Y respecto a las otras censuras, la revocación de poderes registrada es anterior, no ya a la fecha en que el actor comunico su intención de cesar en la empresa, sino a la baja que por enfermedad (síndrome ansioso depresivo) el mismo cursara el 21-1-04, se produjo por escritura notarial fechada a 5 de diciembre de 2003 (inscripción 10ª incorporada textualmente al hecho probado quinto), ni tales poderes se le repusieron cuando se le dio de alta medica el 3-5-04, con lo que la revocación de poderes aparece desvinculada por completo de la suspensión del contrato motivada por aquella baja.

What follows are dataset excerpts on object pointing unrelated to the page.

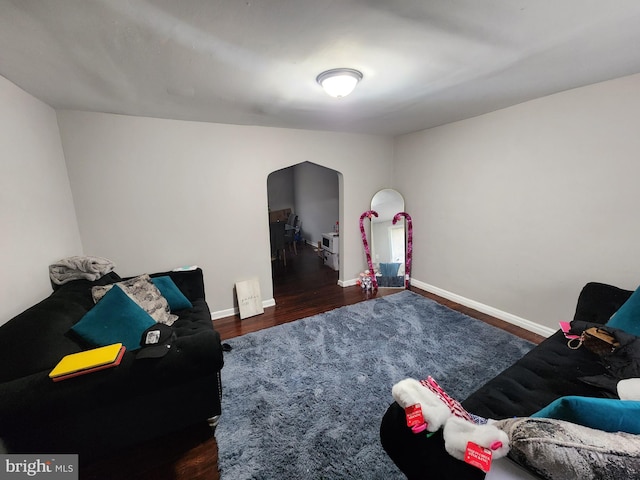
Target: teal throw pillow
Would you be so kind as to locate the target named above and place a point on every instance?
(627, 317)
(170, 291)
(115, 318)
(607, 414)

Y que el acto de revocación de tales poderes desnaturaliza el contrato de alta dirección parece algo evidente, pues impide el desempeño de atribuciones esenciales que tenia en la dirección de los departamentos de administración y recursos humanos, quedando reducidas sus funciones a la dirección de este ultimo y sin capacidad de tomar decisiones, con lo que debe concluirse, con la juzgadora, que desde el momento de dicha revocación se produjo una resolución anticipada unilateral a instancia del empresario o extinción por desistimiento de dicha relación especial, pasando a partir de de entonces a ser nuevamente ordinaria y no de alta dirección, pudiendo el actor ejercitar todos los derechos derivados del contrato y la normativa reguladora para dicho caso de extinción. Y no es óbice desde luego el que no mediara al efecto comunicación escrita de la empresa cuando sus actos revelan inequívocamente su intención de desistir unilateralmente de tal relación, no enervando la falta de formal comunicación los efectos o consecuencias inherentes al acto de desistimiento, una vez acreditado como producido, pues lo contrario supondría un fraude. En fin no se reclama aquí por despido tácito, puesto que la relación continuo aun bajo un marco distinto de carácter común, sino la indemnización pactada para el caso de desistimiento empresarial del contrato de alta dirección, y producido éste, como sin duda se infiere de la revocación de unos poderes que eran esenciales al contenido del mismo, por mas que no mediara comunicación escrita, ineludiblemente se genera el derecho a las consecuencias indemnizatorias ligadas a tal desistimiento y ello en los términos pactados por las partes.

Por todo lo expuesto, y

En nombre del rey

Fallo

Que desestimando el recurso de Suplicación interpuesto por TELEMARK, SPAIN, S.L. contra la Sentencia del Juzgado de lo Social nº 3 de León de fecha 30 de diciembre de 2004, recaída en autos nº 704/04 , seguidos a virtud de demanda promovida por D. Ricardo contra precitada recurrente, sobre CANTIDAD, debemos confirmar y confirmamos el fallo de instancia.

Se acuerda la pérdida del depósito constituido para recurrir, y se imponen a la recurrente las costas del recurso, que incluirán los honorarios del Letrado del actor que lo impugna, en cuantía de 200 euros. Manténganse los aseguramientos prestados hasta que se dé efectivo cumplimiento a la condena impuesta en sentencia.

Notifíquesela presente a las partes y a la Fiscalía de este Tribunal Superior de Justicia en su sede de esta Capital. Para su unión al rollo de su razón, líbrese la correspondiente certificación incorporándose su original al libro de sentencias.

Firme que sea esta sentencia, devuélvanse los autos, junto con la certificación de aquélla, al Juzgado de procedencia para su ejecución.

Así lo pronunciamos, mandamos y firmamos.

PUBLICACION.- En la misma fecha fue leída y publicada la anterior Sentencia por el Ilmo. Sr. Magistrado Ponente, celebrando Audiencia Pública en esta Sala de lo Social. Doy fe.